The only answer was shrugged shoulders, because of course the issue here was my very identity. If I wasn’t a teacher any more, or a marketing writer or a copy editor or a sports journalist, what was I? Where was my place? As a freelancer? Well, clearly I was a crap freelancer. And now what? As the listeners clicked away, I permitted each one to take a tiny chunk of my self-esteem with them.

This is a danger each freelancer faces; once the leap is taken, what to do when the sun goes down and there’s nothing left but you and the silence? Truth, maybe. Maybe you’re not good enough; maybe you’re not ready yet; maybe you’re not meant to do this. And as a childless woman who expects to remain this way, instead of an offspring’s voice, I hear whispers of fear: “You fail at this, you’ll leave *nothing* behind.”

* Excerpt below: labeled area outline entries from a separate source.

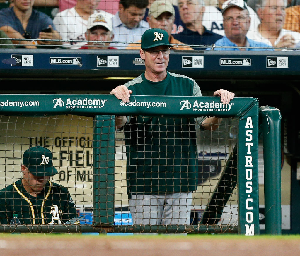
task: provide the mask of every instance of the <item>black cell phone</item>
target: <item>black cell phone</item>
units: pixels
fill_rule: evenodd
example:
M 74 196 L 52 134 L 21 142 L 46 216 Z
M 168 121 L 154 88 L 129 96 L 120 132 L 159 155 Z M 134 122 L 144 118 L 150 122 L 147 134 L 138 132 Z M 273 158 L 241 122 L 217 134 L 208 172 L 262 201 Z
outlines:
M 46 33 L 49 33 L 52 31 L 52 29 L 51 28 L 48 27 L 46 28 L 44 28 L 42 30 L 42 31 L 41 31 L 41 32 L 46 32 Z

That’s a lot to take from a half-hour radio broadcast and a glass of wine, but then, obliteration likes to hang around the edges of such things. Some people call days like this “learning experiences.” I call them “excuses to drink”—or, better, “inverse encouragement.” When we wrap our identities in our careers, every bad day is hours of clinging to the rail of a wildly tilting Titanic, and every sale twenty-four hours of fireworks. It doesn’t have to be like this. But even if I’m feeling cold water in my face, it’s a pretty good indicator that I’m still alive…me and my career, hanging on, the two of us.

Mary Beth Ellis runs www.BlondeChampagne.com. Her first book, Drink to the Lasses, is available at www.drinktothelasses.com.

PG

Mary Beth Ellis, MFA, is a freelance writer and humor columnist in Washington, D.C. She runs BlondeChampagne.com and published her first book, available at DrinkToTheLasses.com, in 2006.



  1. PG Ryan Imel

    A great read. And you bring up many strong points about the guaranteed ups and downs of the freelancer. Since we’re all in this (whatever our area) because we love it, all of the feelings are amplified. I know that, for me, what I do in my “free time” is usually not a far cry from what I do for a living. When the lines blur, so does my level of involvement and the stake I hold in all of it.

    I’m sorry to hear that the broadcast didn’t work out. But, as you said, the highs come with the lows. Here’s to next week.

  2. PG J.Bentley

    Wow. That was deep and depressing. So existential! I loved it!

    Since I’ve started freelancing, I’ve found myself cycling in and out of positive and negative phases. The line about clinging to the rail of a Titanic and 24-hour fireworks is DEAD ON. I’m glad I’m not alone. I still wouldn’t trade it for the 24/7 numbness and apathy that accompanied my “real” job, though.

    Wonderful article!

  3. PG Thomas

    God what a spot on article for me after a day very very similiar to the one told in the story.

  4. PG Martha Retallick

    This is the key part of the story:

    “When we wrap our identities in our careers, every bad day is hours of clinging to the rail of a wildly tilting Titanic, and every sale twenty-four hours of fireworks. It doesn’t have to be like this.”

    Indeed it doesn’t.

    That’s why it’s important to develop relationships with family, friends, neighbors, etc. And a hobby or two doesn’t hurt.

  5. PG Set Sail - Patrick

    This is some of the best prose I have ever read… eloquent, and with purpose. I’ve not been in a situation like yours (yet) but do know the feeling of paddling alone in the middle of the proverbial ocean. As long as you know where you’re headed, you’ll one day get there. Without goals, we’ve nothing to work toward.

  6. PG Mary Beth Ellis

    How kind all of you are. Thanks so much for your much-appreciated comments.